Making the decision to move abroad isn’t something to be taken lightly. There’s plenty of boxes to be ticked, forms to be filled out, and general planning to be done. But where do you actually start?

Becoming an expat: where to start

Unfortunately there’s a little more to it than just packing your bags and jumping on a plane. Here are some of the things you’ll need to factor in before you head for greener pastures abroad.

Paperwork

First up, visas. Assuming you have a job waiting for you on arrival, then be sure to speak to your employer as soon as humanly possible about visa support. Some businesses will take care of everything for you, including the costs; but others will leave it up to you. Find out what and how much you need to pay, then budget for it.

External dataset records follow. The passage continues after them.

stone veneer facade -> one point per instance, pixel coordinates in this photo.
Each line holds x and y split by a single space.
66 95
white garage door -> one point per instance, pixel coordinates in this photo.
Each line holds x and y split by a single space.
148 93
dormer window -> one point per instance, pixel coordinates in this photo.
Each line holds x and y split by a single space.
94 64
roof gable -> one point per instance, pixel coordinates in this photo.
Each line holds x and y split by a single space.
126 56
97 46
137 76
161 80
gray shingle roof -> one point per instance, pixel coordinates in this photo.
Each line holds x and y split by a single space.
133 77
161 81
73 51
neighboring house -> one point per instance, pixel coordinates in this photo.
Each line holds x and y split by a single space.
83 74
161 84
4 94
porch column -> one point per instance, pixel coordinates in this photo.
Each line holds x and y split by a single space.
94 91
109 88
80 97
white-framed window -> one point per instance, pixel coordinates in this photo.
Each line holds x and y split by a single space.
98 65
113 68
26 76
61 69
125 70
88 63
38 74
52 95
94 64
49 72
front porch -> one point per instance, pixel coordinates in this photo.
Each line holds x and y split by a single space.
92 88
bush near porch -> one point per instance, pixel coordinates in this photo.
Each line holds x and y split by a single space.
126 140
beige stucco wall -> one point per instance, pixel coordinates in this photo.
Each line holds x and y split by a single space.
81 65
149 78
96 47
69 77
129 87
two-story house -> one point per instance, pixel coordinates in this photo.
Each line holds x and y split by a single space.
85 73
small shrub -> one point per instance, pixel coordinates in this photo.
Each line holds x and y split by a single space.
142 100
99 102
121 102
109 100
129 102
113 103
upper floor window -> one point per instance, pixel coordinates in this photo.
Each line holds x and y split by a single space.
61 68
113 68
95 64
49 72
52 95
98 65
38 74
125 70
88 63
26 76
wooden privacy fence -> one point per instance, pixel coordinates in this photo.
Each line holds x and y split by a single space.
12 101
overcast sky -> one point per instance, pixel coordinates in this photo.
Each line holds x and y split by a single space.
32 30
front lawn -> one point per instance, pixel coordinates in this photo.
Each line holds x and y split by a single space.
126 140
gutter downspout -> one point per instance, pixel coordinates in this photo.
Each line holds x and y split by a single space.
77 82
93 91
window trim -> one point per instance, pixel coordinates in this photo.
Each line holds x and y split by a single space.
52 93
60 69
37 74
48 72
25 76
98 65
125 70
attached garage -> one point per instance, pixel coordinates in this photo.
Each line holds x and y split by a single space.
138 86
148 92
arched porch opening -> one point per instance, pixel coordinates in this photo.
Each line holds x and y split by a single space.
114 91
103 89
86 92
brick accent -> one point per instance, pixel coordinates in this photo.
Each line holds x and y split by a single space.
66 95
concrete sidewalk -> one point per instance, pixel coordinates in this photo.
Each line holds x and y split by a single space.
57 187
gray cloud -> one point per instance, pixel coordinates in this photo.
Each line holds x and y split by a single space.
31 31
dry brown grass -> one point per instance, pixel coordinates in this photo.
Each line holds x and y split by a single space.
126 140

Depending on where you’re headed for, visas and work permits can be a complicated affair. The whole process could take months. There could be a lot of paperwork, and some countries require you to have a full medical examination (at a cost to you). This can be arranged through your local doctor.

It’s always worth making copies of your original documents too, as embassies have been known to be less than forthcoming when it comes to returning your documents.

Healthcare

Again, this really comes down to where you are going. Some countries provide free state healthcare, but not all. So look into it – before you need it.

Some companies provide private medical insurance as part of their employee benefit package options. If you are in any doubt, contact your employer, and find out the exact details of any cover they are providing. It is vitally important that you have comprehensive health insurance for you and your family.

International health insurance companies like Cigna offer a wide range of levels of expat medical insurance cover, in your new homeland and anywhere else you may be travelling. It’s better to be safe than sorry – find out more about Cigna International health insurance here.

But each place is different. Be sure to check the health advice recommendations (including potential vaccinations) for your new country of residence. A handy guide to some of the more popular destinations can be found here.

Travel

It goes without saying that air travel can be expensive, but it is of course a necessary expense if you are to become an expat.

That said, there are some ways to reduce the cost of air travel. Booking in advance generally results in discounts for long haul flights. Be sure to check out baggage allowances for the airlines you’re considering flying with, as some heavily restrict your weight limit, while others allow you to carry sports equipment for free.

Travel insurance is also a must. Don’t just think about the cost – make sure you’re happy with the whole package, including your travel insurance, and things like cancellation cover and baggage cover.

Shipping or Storage?

It’s unavoidable: The shock at just how much stuff you’ve accumulated. You’ve probably got a lot more possessions than you thought. So what do you take with you?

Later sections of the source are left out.